Intelligent Dossier
AI-powered, multi-tenant company intelligence platform.
AI-Powered Sales Intelligence Built on a Multi-Tenant Node.js Architecture
Express and PostgreSQL backend with explicit concurrency control and asynchronous workers for decision-ready company intelligence.

Project Overview
Intelligent Dossier is a multi-tenant SaaS platform that ingests multi-source company data and converts it into structured, AI-assisted sales intelligence. It emphasizes practical backend engineering: Node.js and PostgreSQL performance tuning, Express API orchestration, load-tested workflows, and resilient asynchronous worker pipelines.
The Challenge
Company research data is scattered across incompatible sources and arrives at different cadences. The system needed to unify this data into a consistent model, minimize noise, and remain responsive under concurrent load.
Approach
Built a TypeScript monorepo with shared schema contracts, an Express API layer, and dedicated worker services for asynchronous processing. Added controlled parallelism for heavy endpoints, queue-based database pressure management, and staged relevance filtering (heuristics plus AI) to keep throughput high and costs bounded.
Architecture
Monorepo full-stack with decoupled workers
Major Components
Notable Capabilities
- Multi-tenant org isolation and scoped access
- Asynchronous enrichment orchestration
- HubSpot OAuth lifecycle and data export mapping
- AI-generated company analysis and playbook content
Performance & Reliability Profile
Measured Metrics
| Metric | Before | After | Improvement |
|---|---|---|---|
| Admin Bootstrap Response Time | 90+ seconds | <3 seconds | >=96.7% |
Load Testing
Tool: k6 (load-test.js)
Profiles
- smoke: 5 VUs, short duration validation
- default: ramps to 50 VUs, then spikes to 150 VUs
- spike: ramps to 100 VUs, spikes to 300 VUs
Threshold Targets
- global p95 http_req_duration < 1000ms
- bootstrap p95 < 2000ms
- error rate < 5%
Runtime Controls
- DB pool max connections: 15
- DB queue concurrency: 5
- DB queued query timeout: 30s
- Monitoring worker poll interval: 60s (default)

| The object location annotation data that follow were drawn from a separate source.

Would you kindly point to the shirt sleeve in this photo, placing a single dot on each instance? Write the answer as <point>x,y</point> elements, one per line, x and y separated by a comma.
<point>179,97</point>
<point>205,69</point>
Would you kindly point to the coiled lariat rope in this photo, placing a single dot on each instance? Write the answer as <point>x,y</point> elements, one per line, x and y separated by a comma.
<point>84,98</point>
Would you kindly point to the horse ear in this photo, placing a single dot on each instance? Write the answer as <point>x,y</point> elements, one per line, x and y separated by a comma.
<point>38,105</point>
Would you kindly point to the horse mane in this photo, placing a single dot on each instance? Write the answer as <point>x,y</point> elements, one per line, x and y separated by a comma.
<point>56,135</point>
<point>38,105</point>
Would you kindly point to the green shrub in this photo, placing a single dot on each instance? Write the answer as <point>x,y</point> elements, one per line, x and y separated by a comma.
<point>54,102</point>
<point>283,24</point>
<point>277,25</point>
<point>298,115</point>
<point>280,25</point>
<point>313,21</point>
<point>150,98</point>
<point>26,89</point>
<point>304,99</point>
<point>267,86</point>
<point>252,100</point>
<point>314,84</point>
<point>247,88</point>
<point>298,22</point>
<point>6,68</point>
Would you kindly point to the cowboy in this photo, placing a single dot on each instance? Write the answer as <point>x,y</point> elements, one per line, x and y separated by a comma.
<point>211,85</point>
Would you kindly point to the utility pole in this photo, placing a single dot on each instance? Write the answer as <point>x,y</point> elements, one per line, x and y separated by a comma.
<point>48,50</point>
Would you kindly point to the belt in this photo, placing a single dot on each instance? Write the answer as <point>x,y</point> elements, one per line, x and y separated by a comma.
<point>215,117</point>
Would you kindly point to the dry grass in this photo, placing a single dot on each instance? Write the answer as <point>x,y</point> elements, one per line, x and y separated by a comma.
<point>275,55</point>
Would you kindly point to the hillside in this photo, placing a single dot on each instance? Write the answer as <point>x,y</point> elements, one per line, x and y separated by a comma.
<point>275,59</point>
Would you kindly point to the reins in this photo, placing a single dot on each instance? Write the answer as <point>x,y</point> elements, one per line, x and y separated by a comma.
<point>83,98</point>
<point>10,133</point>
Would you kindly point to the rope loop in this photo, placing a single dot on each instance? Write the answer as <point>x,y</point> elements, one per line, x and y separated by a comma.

- HubSpot sync worker includes limiter and retry/backoff support
Key Engineering Decisions
Database Concurrency Control
Introduced a route-level PQueue to cap database operation concurrency at 5 while using a 15-connection PostgreSQL pool, preventing pool exhaustion during high-traffic bursts.
Latency Optimization
Refactored bootstrap-style endpoints to batch and parallelize independent data retrieval with Promise.all, reducing worst-case administrative bootstrap latency from 90+ seconds to under 3 seconds.
Resilience Engineering
Implemented retry/backoff strategies and recovery loops in worker pipelines and third-party integrations (including OAuth token refresh paths and connection reconnection handling).
AI Cost/Signal Management
Applied layered filtering (deduplication, heuristic scoring, relevance screening, ICP screening) before deep AI analysis, improving relevance quality while reducing unnecessary inference work.
Validation & Impact
Methods
- Endpoint-level latency optimization and regression checks
- k6 smoke/default/spike load profiles
- Worker stability validation through retry and reconnection logic
Outcomes
- Major reduction in admin bootstrap latency for high-data dashboard workflows.
- Improved tolerance to concurrent multi-user access via explicit queue/pool coordination.
- More stable background processing through fault-handling and cache lifecycle management.
Project Management
Methodology: Iterative release-driven development
Workflow: Scripted development-to-production promotion with tagged releases
Version Control: Git with release tags (v2.0.0 through v2.2.0 visible in history)
Why This Matters
This project demonstrates senior-level backend ownership: designing for concurrency limits, implementing operational resilience, integrating multiple external systems, and delivering measurable latency improvements in a production-style AI data platform.
- Not just an AI demo: includes real ingestion pipelines, queueing, caching, retries, and CRM integration.
- Shows system-level thinking: throughput, latency, failure handling, and tenant safety were engineered explicitly.
- Combines product impact (decision-ready intelligence) with infrastructure rigor (load testing and operational safeguards).